Senate Intelligence Committee leaders admit they’ve known for years that the National Security Agency has secretly obtained court orders to collect information from Verizon phone customers.
“As far as I know, this is the exact three-month renewal of what has been in place for the past seven years,” Sen. Dianne Feinstein, D-Calif. said according to Politico. “This renewal is carried out by the [Foreign Intelligence Surveillance Court] under the business records section of the Patriot Act. Therefore it is lawful. It has been briefed to Congress.”
Verizon has over 86 million wireless subscribers. Adding business and residential land line subscribers brings its total customer base up to about 120 million, all of whom are subject to snooping by the court order.
The Obama administration acknowledged the disclosures in the Guardian newspaper report, but wouldn’t venture beyond anything contained in it.
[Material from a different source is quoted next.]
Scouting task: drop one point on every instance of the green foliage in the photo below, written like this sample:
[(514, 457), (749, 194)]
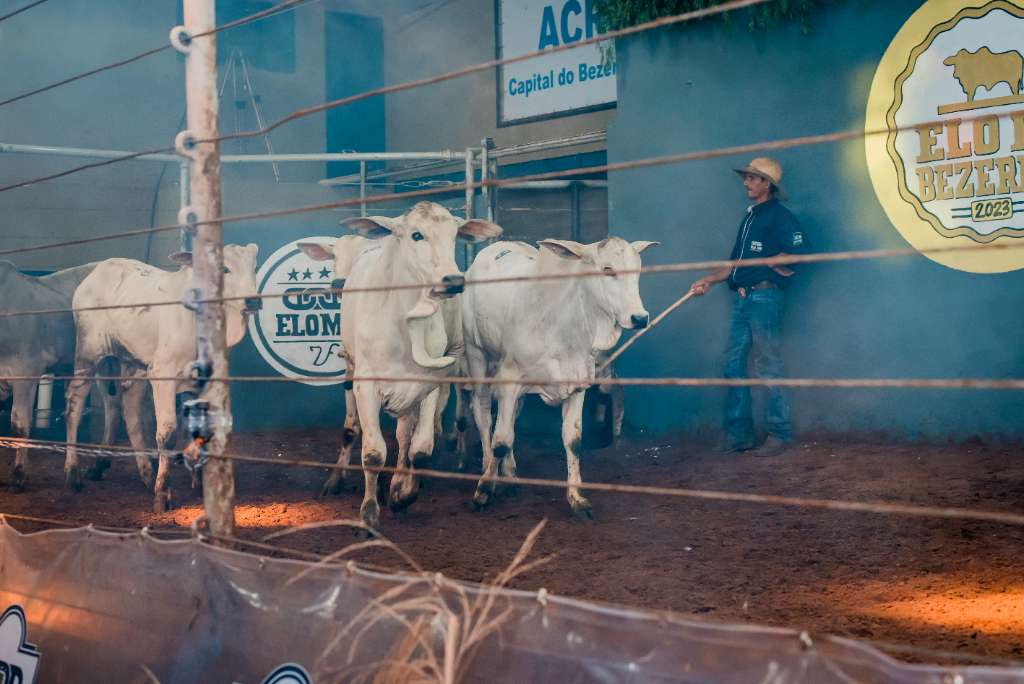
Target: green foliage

“On its face, the order reprinted in the article does not allow the government to listen in on anyone’s telephone calls,” said a senior administration official. “The information acquired does not include the content of any communications or the name of any subscriber. It relates exclusively to metadata, such as a telephone number or the length of a call.” The official did not wish to be named.
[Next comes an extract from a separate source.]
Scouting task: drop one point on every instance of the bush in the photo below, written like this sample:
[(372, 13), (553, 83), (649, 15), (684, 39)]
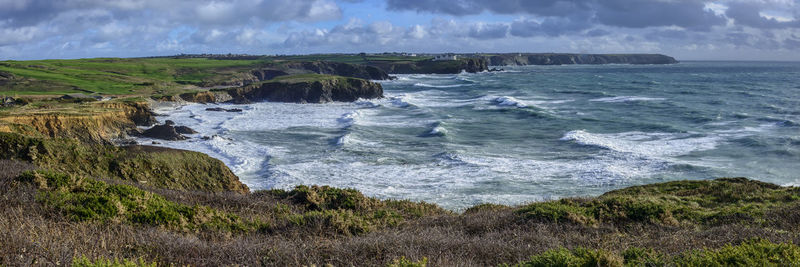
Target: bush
[(751, 253), (84, 199), (83, 261), (577, 257), (403, 262)]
“Information of the sort described in the Guardian article has been a critical tool in protecting the nation from terrorist threats to the United States, as it allows counterterrorism personnel to discover whether known or suspected terrorists have been in contact with other persons who may be engaged in terrorist activities, particularly people located inside the United States,” the official said.
In one sentence, the administration official managed to use the word “terrorist” or “counterterrorism” four times, which may very well be more than the president has used the words in over four years in office.
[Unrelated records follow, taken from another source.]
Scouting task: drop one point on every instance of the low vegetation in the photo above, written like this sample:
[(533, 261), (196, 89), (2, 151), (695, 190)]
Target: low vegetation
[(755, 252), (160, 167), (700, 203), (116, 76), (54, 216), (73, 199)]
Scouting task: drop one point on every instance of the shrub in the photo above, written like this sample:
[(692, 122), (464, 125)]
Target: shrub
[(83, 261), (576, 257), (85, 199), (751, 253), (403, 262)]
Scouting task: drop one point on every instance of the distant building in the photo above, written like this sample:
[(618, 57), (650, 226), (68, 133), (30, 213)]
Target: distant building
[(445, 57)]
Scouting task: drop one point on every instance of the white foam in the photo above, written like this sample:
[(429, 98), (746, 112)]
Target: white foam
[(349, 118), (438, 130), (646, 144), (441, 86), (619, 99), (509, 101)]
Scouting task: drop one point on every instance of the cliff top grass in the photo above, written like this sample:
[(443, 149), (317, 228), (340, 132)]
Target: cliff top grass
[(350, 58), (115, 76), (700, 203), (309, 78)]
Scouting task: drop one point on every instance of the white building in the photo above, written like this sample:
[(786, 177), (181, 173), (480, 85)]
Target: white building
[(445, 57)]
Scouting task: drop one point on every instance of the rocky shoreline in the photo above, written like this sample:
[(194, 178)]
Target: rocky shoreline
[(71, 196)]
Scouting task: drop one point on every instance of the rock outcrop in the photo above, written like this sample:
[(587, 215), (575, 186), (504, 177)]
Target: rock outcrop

While the Obama administration views its actions as necessary and even benign, and Congress would seem to agree, others aren’t so sure.
“This is an abuse of the Patriot Act on a massive scale,” said Gregory Nojeim, senior counsel at the Center for Democracy and Technology. “Since the law requires that the telephone records sought be relevant to an investigation, it appears that the FBI and the NSA may have launched the broadest investigation in history because everyone’s telephone calls seem to be relevant to it.”
Said another, “It’s analogous to the FBI stationing an agent outside every home in the country to track who goes in and who comes out,” said Jameel Jaffer of the American Civil Liberties Union according to the Wall Street Journal. “It provides further evidence of the extent to which basic democratic rights are being surrendered in secret to the demands of unaccountable intelligence agencies.”
Thomas Drake, a former top NSA official agrees. “It’s a total violation of the Fourth Amendment,” he said.
The Fourth Amendment to the Constitution prohibits unreasonable searches and seizures.